The speech also claims that the DPB does not provide an adequate income. Yet a typical DPB recipient with two children living in Auckland receives $580 per week [3], significantly more than someone working full-time on the minimum wage earns. Hence the incentive to move off a benefit is reduced. International research shows that the higher benefit payments are, the more workless households result.

Starting from so many faulty premises does not bode well for the potential of Labour's promises to improve the prospects of children on welfare.


[1] http://www.msd.govt.nz/documents/about-msd-and-our-work/publications-resources/research/sole-parenting/understanding-sub-groups-of-sole-parents-receiving-main-benefits.doc

[2] http://ips.ac.nz/WelfareWorkingGroup/Downloads/Working%20papers/Treasury_Report_WWG_Sept2010.pdf

[3] http://www.msd.govt.nz/about-msd-and-our-work/newsroom/factsheets/future-focus/domestic-purposes-benefit.html#ImportantstatisticsaboutDPB7

3 comments:

AronWatson said...

And you would fix the problem how Lindsay??

How about keeping with your right-wing buddies, give those long-use DPB mothers a time limit, and if they ain't working 15 hours or more, cut there benefits in half regardless if there children starve or not.

Typical right-winged fascist thinking.

Anonymous said...

"A typical DPB recipient with two children living in Auckland receives $580 per week" - so all you have to do is get pregnant, have a couple of kids, and if Labour has their way, you will receive an income greater than the average wage for most of the rest of your life! What a great way to entrench dependency. We should be introducing reforms that give people a helping hand while they get back on their own feet. The DPB should be abolished and replaced with a temporary benefit that provides time limited support.

Anonymous said...

I don't think we should allow the DPB to become a way of life with recipients having a string of children from different fathers.

Yes, there should be reforms and accountability but the devil is in the detail.
Are we going to cut off the money and let children starve? Are we going to demand that recipients work when the jobs are not there?
Are we going to take account of the fact that net income from employment may be less than the benefit once transport and childcare costs are taken into consideration?

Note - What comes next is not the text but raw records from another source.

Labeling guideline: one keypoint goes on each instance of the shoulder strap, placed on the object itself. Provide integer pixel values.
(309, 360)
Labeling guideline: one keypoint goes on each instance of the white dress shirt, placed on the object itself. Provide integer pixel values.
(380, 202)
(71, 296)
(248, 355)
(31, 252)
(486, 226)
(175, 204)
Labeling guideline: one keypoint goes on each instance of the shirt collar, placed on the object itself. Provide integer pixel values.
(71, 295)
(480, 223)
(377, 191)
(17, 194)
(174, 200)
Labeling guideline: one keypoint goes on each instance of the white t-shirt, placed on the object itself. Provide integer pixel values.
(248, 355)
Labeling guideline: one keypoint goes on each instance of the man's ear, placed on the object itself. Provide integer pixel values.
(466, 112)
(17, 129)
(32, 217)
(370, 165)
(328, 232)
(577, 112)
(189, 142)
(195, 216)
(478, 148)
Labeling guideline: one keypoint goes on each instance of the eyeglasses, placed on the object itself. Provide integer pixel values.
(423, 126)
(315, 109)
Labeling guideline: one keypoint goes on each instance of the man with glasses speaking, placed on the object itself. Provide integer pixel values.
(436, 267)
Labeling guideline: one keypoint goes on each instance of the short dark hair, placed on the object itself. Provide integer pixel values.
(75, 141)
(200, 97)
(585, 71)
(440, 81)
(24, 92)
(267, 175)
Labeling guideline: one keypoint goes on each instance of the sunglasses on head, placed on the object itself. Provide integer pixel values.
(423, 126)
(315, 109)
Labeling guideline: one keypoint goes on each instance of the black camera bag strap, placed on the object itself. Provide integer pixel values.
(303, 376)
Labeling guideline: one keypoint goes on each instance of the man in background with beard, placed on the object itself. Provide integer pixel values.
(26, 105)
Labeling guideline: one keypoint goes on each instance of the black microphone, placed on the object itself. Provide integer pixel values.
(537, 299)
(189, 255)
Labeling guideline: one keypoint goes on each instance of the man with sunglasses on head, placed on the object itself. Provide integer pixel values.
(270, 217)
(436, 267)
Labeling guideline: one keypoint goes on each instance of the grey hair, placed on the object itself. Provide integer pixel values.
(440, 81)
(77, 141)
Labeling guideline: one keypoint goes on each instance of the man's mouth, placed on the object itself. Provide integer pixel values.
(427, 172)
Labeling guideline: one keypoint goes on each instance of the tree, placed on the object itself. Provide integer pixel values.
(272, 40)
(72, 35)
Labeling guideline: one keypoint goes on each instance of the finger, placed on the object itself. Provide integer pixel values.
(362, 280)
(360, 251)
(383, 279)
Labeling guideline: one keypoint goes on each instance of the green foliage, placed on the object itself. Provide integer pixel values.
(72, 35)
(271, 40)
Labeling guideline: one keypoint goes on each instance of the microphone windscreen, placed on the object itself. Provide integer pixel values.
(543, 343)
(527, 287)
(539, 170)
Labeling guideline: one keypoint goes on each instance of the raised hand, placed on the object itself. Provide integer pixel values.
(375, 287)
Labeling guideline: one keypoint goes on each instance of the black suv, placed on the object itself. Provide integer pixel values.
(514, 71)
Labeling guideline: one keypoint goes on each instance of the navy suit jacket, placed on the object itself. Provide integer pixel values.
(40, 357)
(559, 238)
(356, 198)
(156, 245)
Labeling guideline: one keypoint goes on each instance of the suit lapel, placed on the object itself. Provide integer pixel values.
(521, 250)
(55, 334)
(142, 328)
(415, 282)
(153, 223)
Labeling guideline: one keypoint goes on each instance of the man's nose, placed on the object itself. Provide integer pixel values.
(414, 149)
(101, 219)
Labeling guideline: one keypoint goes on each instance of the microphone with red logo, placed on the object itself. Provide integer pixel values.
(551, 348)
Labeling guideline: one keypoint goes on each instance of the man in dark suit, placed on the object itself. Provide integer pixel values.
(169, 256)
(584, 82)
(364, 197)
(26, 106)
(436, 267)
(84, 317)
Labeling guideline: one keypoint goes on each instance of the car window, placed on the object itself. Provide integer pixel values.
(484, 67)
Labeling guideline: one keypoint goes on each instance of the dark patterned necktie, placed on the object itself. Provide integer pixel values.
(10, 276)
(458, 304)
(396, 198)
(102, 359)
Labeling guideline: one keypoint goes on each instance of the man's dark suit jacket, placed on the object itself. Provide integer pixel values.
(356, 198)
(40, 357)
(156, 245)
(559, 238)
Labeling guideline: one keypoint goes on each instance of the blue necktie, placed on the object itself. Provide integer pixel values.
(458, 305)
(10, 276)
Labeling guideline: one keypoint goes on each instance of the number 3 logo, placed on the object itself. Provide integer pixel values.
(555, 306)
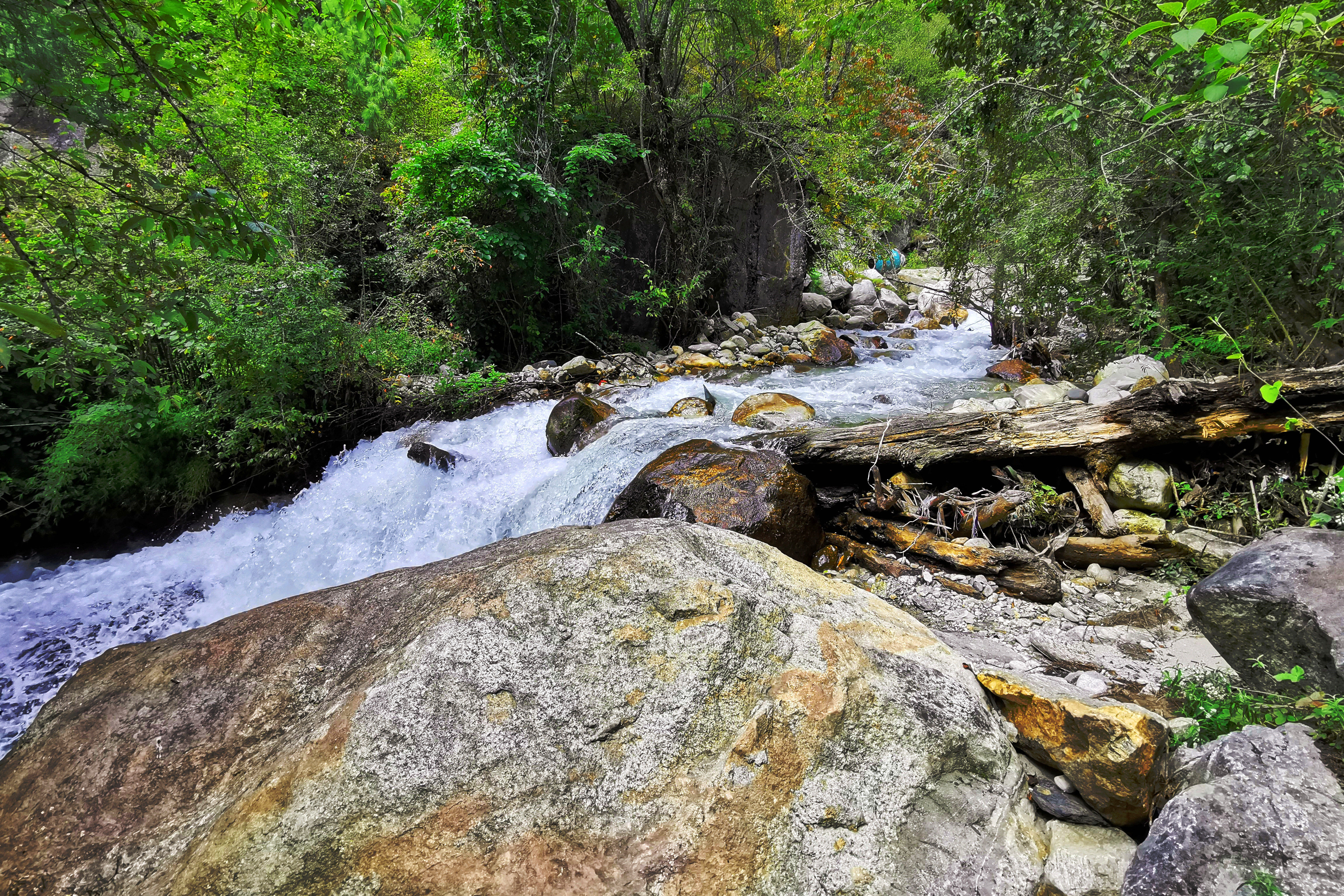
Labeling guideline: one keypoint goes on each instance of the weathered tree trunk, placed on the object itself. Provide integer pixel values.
(1017, 571)
(1129, 551)
(1171, 412)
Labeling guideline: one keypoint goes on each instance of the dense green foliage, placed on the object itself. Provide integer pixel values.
(1155, 164)
(226, 225)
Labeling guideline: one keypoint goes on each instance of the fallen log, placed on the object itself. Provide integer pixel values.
(1092, 500)
(1171, 412)
(1129, 551)
(1018, 573)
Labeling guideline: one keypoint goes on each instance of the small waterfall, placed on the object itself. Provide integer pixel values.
(374, 510)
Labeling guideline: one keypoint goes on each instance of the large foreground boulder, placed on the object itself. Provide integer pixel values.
(570, 420)
(757, 493)
(646, 707)
(1281, 600)
(1257, 800)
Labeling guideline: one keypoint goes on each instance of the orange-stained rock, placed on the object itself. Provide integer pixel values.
(696, 361)
(1013, 370)
(1115, 753)
(827, 349)
(644, 707)
(772, 410)
(757, 493)
(572, 420)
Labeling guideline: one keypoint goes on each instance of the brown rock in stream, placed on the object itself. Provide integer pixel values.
(757, 493)
(570, 420)
(1113, 753)
(827, 349)
(1014, 370)
(772, 410)
(635, 709)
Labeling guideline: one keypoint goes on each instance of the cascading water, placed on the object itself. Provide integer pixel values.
(374, 510)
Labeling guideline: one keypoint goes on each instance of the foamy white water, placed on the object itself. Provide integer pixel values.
(374, 510)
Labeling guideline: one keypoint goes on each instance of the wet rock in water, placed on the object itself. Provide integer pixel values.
(1057, 803)
(1256, 800)
(772, 410)
(698, 361)
(694, 406)
(1132, 369)
(1140, 486)
(826, 349)
(1113, 753)
(583, 710)
(1013, 370)
(572, 418)
(1086, 862)
(1281, 600)
(757, 493)
(1041, 394)
(1105, 396)
(433, 456)
(815, 307)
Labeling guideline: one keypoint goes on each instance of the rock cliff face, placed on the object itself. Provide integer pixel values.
(644, 707)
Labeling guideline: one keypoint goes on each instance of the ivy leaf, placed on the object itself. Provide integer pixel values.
(1189, 38)
(1234, 52)
(39, 320)
(1152, 26)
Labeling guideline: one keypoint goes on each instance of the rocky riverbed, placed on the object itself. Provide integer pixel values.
(674, 652)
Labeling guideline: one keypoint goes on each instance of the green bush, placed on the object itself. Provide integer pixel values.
(116, 460)
(1220, 706)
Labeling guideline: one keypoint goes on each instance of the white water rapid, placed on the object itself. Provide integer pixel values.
(374, 510)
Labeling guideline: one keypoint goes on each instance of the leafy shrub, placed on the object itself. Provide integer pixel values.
(1220, 706)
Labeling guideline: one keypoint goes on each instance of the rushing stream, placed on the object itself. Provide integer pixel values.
(374, 510)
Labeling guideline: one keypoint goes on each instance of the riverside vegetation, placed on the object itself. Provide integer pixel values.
(842, 615)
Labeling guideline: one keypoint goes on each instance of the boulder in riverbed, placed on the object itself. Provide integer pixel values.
(1257, 800)
(640, 707)
(1013, 370)
(772, 410)
(1115, 754)
(433, 456)
(1140, 486)
(1281, 600)
(1132, 370)
(570, 420)
(690, 408)
(757, 493)
(826, 349)
(835, 288)
(814, 307)
(1085, 860)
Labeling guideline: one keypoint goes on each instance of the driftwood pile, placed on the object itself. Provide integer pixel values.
(1019, 535)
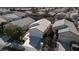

Another aspect which should be faced is the difficulty solo parents may face when they have a sick child and no support person to assist. Do they tell the boss they can't come that day? Do they leave the child at home alone? Do they shunt the child off to school anyway?

So, let's solve the problem, if we can, in a context of realism and common sense. Surely there have been some reasonable solutions arrivied at in other countries that we may learn from.

We don't want long term benefit dependency but let's not make the cure worse than the disease!